Wie kann man die Welt vor der globalen Erwärmung retten? „Man könnte z. B. bestimmte Autos mit Aufklebern wie diesem kennzeichnen: ,Umweltwarnung: Dieser Wagen ist sehr ineffizient; seine Emissionen tragen zu Lungenkrebs bei und zu gefährlichem Klimawandel‘." Der Vorschlag ist ernst gemeint, er stammt von Anna Dreber (Stockholm) und Martin Novak, einem österreichischen Mathematiker in Harvard. Und sieht man einmal davon ab, dass der Pranger eher selten zur Verbesserung der Menschheit beigetragen hat, dann hat der Vorschlag auch Hintergründe, zwei.

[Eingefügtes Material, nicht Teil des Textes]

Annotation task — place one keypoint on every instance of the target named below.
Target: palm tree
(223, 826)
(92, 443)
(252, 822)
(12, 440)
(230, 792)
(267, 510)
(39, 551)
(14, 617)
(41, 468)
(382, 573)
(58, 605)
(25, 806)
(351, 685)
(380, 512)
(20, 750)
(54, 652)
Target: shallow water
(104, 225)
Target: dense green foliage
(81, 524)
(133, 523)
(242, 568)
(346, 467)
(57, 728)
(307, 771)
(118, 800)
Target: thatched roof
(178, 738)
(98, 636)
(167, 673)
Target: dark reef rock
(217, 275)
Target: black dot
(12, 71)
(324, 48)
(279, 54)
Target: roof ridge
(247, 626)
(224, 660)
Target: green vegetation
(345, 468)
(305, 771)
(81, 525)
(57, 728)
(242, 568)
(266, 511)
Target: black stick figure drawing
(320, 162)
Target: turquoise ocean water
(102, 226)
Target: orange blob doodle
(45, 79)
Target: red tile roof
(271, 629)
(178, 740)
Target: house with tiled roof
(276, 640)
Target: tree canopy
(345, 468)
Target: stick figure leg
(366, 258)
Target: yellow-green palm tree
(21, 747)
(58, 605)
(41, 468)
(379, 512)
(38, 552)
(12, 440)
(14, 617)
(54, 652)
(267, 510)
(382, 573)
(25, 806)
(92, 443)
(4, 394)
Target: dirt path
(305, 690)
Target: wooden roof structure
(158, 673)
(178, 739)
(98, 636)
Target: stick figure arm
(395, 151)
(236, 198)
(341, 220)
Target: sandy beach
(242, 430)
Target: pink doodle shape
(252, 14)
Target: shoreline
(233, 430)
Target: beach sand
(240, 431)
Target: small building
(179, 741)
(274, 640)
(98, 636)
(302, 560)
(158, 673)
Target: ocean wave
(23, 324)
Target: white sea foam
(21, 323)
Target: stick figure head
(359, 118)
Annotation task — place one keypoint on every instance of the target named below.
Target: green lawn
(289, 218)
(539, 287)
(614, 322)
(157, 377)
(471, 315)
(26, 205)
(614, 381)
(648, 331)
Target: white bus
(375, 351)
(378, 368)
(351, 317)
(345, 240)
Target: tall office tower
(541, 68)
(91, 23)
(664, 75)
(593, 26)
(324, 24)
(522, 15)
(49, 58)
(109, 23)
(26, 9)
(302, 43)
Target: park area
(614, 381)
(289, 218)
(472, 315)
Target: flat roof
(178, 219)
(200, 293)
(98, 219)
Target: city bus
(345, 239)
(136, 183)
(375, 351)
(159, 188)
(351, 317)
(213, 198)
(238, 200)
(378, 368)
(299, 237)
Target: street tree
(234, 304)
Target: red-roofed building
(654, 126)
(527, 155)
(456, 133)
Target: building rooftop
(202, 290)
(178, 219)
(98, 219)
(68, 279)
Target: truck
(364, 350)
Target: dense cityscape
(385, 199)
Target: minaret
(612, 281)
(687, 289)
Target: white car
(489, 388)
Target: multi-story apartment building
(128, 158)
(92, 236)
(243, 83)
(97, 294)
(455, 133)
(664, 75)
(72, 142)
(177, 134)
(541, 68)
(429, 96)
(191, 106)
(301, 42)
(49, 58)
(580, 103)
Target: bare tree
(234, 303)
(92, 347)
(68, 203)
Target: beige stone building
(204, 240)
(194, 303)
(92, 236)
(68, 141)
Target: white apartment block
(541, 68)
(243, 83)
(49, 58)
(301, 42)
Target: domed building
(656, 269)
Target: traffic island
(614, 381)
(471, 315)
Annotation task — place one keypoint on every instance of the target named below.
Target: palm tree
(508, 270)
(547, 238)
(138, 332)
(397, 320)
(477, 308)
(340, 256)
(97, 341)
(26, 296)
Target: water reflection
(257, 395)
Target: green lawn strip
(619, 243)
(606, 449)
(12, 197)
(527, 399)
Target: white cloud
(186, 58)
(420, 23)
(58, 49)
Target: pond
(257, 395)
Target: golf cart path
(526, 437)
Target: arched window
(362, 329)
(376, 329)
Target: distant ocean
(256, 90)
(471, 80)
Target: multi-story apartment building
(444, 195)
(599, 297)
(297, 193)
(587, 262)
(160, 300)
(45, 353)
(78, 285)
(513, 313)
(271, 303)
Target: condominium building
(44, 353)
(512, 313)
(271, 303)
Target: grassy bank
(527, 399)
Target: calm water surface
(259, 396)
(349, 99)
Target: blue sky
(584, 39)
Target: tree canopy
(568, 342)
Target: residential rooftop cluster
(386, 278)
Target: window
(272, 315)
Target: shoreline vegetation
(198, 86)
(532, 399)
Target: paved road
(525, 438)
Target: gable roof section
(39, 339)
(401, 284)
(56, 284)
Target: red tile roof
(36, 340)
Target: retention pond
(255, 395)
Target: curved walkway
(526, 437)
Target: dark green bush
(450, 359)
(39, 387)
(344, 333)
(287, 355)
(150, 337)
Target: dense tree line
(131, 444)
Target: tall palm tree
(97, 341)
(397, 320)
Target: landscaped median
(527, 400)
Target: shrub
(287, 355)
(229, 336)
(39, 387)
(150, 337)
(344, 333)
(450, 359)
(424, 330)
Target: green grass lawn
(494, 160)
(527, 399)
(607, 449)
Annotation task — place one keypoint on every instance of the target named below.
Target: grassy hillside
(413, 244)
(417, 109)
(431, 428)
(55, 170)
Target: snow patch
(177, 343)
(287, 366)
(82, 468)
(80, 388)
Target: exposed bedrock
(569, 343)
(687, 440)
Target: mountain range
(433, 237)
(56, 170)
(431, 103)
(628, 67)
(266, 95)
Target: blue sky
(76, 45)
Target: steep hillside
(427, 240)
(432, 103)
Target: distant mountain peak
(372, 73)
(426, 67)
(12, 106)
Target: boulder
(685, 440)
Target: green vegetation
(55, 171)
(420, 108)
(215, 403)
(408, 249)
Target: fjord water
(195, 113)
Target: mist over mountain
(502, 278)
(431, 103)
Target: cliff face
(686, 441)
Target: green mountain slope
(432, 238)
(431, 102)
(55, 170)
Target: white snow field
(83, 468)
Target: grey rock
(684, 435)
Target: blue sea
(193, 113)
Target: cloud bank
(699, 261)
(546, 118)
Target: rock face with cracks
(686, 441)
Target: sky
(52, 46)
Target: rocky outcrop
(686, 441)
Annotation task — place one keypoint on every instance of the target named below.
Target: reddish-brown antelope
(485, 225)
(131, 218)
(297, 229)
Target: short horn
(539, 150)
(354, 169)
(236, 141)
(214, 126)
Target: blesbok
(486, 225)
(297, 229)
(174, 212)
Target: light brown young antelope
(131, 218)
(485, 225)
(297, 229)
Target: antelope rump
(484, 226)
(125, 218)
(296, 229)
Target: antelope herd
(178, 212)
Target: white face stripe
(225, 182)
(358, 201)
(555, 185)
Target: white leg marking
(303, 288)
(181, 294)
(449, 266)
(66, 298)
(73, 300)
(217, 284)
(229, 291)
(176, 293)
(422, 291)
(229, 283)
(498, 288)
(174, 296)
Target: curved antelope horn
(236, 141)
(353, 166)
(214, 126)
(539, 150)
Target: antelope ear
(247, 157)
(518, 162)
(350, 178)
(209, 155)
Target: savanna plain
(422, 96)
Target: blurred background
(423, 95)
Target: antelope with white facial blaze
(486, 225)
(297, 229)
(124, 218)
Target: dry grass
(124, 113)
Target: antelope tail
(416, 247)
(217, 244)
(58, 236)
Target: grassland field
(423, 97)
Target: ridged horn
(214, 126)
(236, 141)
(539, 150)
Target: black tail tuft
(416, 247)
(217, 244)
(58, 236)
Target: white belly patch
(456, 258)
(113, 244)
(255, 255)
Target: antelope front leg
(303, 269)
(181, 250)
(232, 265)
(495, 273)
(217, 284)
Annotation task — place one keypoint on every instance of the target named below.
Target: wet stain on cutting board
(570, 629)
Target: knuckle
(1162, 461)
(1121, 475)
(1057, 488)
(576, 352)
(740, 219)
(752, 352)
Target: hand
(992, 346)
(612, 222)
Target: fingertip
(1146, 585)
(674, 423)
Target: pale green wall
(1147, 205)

Zum einen droht der Klimawandel, jede Woche wird die Liste der potenziellen Opfer länger. Diese Woche sind es die Königspinguine. Von ihnen gibt es etwa zwei Millionen Brutpaare, sie leben am Rand der Antarktis. „Unter den gegenwärtigen Bedingungen der Vorhersagen der globalen Erwärmung stehen sie unter starkem Aussterberisiko", berichtet eine Gruppe um Yvon LeMaho (Straßburg). Die Forscher haben über acht Jahre hinweg den Effekt einer Erwärmung - durch des Klimaphänomen El Niño - beobachtet: „Ein Anstieg um 0,26 Grad senkte das Überleben der ausgewachsenen Tiere um neun Prozent", es liegt am knapp werdenden Futter. Bei den Jungen änderte sich nichts, auch bei den Erwachsenen kam der Effekt mit zweijähriger Verspätung, die Forscher führen das auf die Lebensweise dieser Pinguine zurück (Pnas, 11. 2.).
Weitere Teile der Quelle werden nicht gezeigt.